Foca Sentence Appeal

By Merdijana Sadovic in Sarajevo (TU No 498, 21-Apr-07)

Foca Sentence Appeal

By Merdijana Sadovic in Sarajevo (TU No 498, 21-Apr-07)

IWPR

Institute for War & Peace Reporting
Saturday, 21 April, 2007
The appeals chamber of Bosnia’s war crimes court has increased the sentence handed down to Bosnian Serb Radovan Stankovic, convicted of wartime rapes in the eastern Bosnian town of Foca in 1992.



In November last year, Stankovic was sentenced to 16 years in prison for rape, torture and enslavement of Bosnian Muslim women in Foca during the war. However, on April 17, the appeals chamber increased the prison term to 20 years.

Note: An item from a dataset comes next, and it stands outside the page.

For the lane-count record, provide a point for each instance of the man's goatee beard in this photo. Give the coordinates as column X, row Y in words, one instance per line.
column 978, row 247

"The panel concluded that the sentence imposed under the first instance verdict did not meet the purpose of punishment, and it therefore revised it," the court said in a statement issued this week.



It dismissed appeals filed by Stankovic's defence as unfounded.



This is the first final verdict to be rendered in a case transferred from the Hague tribunal to Sarajevo.



Stanković - who was originally indicted in 1996 - was arrested by NATO troops in Bosnia on July 9, 2002, after which he was sent to the Hague tribunal. This court decided to refer his case to Bosnia in September 2002, but that happened only three years later.



Stankovic’s trial began in February last year and lasted ten months.



The Hague tribunal has transferred seven war crimes suspects to the Bosnian court so far, as part of its completion strategy. The tribunal announced this month that two more suspects will be transferred to Bosnia soon.



Merdijana Sadovic is IWPR’s Hague programme manager.